Hi all,
I was looking at HBase scan operator, and noticed one interesting behavior
regarding how Drill/HBase reader handling a column with nulll value.
1. Date prepare (HBase shell). A table with 3 rows. one row has
'addr.city' column only, while the other two rows have column 'order.id'
only.
create 'customer', {NAME=>'addr'}, {NAME=>'order'}
put 'customer', 'jsmith', 'addr:city', 'sanjose'
put 'customer', 'tom', 'order:id', '2'
put 'customer', 'frank', 'order:id', '3'
scan 'customer'
ROW COLUMN+CELL
frank column=order:id,
timestamp=1494969396032, value=3
jsmith column=addr:city,
timestamp=1494969355484, value=sanjose
tom column=order:id,
timestamp=1494969387941, value=2
3 row(s) in 0.0170 seconds
2. Query in Drill
Q1. check row count in Drill. Result looks good.
select count(*) from hbase.customer t;
+---------+
| EXPR$0 |
+---------+
| 3 |
+---------+
Q2. Get column 'addr.city' only, just return 1 row.

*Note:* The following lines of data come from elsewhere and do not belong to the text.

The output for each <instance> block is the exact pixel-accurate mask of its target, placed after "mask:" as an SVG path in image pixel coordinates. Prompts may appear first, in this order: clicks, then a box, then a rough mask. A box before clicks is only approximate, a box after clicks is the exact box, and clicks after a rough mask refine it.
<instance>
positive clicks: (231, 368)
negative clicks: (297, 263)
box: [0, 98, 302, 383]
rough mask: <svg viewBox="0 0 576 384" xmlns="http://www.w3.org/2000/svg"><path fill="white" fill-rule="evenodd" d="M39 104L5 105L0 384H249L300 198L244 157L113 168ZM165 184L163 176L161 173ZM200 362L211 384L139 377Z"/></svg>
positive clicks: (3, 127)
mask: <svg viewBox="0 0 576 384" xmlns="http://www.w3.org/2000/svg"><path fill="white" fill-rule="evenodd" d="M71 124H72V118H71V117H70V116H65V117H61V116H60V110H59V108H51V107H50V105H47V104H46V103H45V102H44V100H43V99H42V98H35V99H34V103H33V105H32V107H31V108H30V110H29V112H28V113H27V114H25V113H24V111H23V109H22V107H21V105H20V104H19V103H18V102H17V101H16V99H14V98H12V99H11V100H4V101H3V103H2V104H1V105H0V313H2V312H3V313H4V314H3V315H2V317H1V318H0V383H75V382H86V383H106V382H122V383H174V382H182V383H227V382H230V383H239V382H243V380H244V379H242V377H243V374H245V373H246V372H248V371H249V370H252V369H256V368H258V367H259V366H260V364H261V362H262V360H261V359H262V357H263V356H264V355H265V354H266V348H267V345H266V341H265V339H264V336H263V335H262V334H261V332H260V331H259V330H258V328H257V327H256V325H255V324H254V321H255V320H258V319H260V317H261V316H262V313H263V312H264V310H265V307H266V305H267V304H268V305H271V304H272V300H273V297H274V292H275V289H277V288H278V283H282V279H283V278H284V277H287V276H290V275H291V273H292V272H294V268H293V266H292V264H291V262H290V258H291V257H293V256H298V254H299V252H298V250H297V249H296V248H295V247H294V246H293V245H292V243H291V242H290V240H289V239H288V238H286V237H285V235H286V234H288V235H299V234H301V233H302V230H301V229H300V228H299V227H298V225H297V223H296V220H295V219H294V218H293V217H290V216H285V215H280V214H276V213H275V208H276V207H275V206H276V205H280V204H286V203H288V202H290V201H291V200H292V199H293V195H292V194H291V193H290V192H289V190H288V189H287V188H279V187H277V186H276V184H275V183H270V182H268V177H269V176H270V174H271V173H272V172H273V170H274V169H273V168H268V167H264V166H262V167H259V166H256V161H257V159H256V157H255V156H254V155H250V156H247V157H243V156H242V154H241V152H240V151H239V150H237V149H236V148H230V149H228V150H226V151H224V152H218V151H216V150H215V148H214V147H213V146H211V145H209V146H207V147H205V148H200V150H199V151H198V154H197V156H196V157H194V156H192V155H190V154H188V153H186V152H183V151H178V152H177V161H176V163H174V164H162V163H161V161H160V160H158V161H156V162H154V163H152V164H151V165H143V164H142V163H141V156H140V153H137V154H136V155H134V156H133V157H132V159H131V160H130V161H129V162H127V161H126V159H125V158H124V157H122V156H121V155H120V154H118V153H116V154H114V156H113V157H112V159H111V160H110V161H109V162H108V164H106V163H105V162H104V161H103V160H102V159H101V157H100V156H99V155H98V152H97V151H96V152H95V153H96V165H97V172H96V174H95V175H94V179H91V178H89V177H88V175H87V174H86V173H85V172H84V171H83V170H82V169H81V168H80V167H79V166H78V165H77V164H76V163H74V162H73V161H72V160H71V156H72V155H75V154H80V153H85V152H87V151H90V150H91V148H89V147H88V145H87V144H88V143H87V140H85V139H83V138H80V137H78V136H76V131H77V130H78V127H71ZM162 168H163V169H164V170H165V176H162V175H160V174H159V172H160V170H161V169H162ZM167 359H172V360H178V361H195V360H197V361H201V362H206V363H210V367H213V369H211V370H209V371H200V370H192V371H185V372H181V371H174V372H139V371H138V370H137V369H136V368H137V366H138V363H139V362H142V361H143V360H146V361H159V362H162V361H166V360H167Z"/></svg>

select convert_from(t.addr.city, 'UTF8') as city from hbase.customer t;
+----------+
| city |
+----------+
| sanjose |
+----------+
Q3. Get column 'addr.city' and 'order.id', return 3 rows
select convert_from(t.addr.city, 'UTF8') as city,
convert_from(t.`order`.id, 'UTF8') as id from hbase.customer t;
+----------+-------+
| city | id |
+----------+-------+
| null | 3 |
| sanjose | null |
| null | 2 |
+----------+-------+
Comparing Q2 and Q3, looks like Drill/Hbase scan will skip rows where all
the requested columns are null.
Is this the expected behavior? I understand that behavior comes from HBase
Scan specification. But it looks a bit hard to understand initially, from
SQL's perspective.
If this is expected behavior, will it make sense to document this ( I did
search drill doc and did not find doc related to this behavior) ?
Another point, if we disable project push-down in query planner, then Q2
would return 3 rows. In theory, project push-down would only impact query
performance, and should not impact query result.
Any thoughts?
Thanks,
Jinfeng